To address this, we use a unique panel of melanoma mouse models representing human etiology and genetic diversity, as well as single cell derived clonal sublines and brain metastatic cell lines that we recently generated. Our preclinical platform exhibits diverse pathological and molecular characteristics, distinct immune infiltrate profiles, and a wide range of responses to immune checkpoint inhibitors, allowing to study immunotherapy resistance mechanisms in fully immunocompetent conditions.
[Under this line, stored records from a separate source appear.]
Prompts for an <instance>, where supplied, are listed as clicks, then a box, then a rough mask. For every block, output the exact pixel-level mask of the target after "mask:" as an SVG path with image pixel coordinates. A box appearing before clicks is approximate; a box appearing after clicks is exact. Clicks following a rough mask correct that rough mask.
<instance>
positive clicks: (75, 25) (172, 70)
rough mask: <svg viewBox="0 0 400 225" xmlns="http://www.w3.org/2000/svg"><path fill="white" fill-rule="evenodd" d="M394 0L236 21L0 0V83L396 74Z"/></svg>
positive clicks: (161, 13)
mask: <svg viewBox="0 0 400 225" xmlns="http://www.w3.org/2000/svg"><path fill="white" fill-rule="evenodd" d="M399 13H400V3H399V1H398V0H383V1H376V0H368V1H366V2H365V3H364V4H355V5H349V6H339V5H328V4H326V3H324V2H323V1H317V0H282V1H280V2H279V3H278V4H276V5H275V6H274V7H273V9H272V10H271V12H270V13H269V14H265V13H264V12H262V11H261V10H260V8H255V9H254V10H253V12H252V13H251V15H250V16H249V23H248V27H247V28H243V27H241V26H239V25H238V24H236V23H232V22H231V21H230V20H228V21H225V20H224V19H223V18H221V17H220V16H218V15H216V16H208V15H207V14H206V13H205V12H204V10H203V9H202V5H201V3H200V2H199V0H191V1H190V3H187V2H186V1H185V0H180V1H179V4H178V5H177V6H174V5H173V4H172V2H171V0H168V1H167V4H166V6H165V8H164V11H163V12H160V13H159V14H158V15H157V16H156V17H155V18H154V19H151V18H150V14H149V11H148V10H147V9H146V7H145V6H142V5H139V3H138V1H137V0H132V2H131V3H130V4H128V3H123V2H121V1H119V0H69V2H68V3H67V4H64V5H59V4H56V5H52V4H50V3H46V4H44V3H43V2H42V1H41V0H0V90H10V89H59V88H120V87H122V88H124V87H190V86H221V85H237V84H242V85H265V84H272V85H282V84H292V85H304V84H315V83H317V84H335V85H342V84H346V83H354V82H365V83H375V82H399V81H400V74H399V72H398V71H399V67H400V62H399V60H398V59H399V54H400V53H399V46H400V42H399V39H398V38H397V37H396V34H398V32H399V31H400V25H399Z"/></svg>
We focus our research on three aspects:
1) Intratumoral heterogeneity (ITH), with especial interest on melanoma plasticity dynamics and the impact on the tumor microenvironment (TME) to understand its role in immune evasion and immunotherapy resistance.
2) The mechanisms of brain colonization, in particular melanoma crosstalk with stromal and immune cells leading to TME remodeling and determining the response to immunotherapy.
3) Discover targetable drivers of immune evasion to develop strategies that prevent brain metastasis and overcome immunotherapy resistance.
Our group employs a multidisciplinary approach that includes the generation of single-cell multi-omics mouse data sets, development of computation tools and comparative analysis of patient cohorts, gene inactivation and drug screens in 2D and 3D co-culture systems and preclinical therapeutic studies.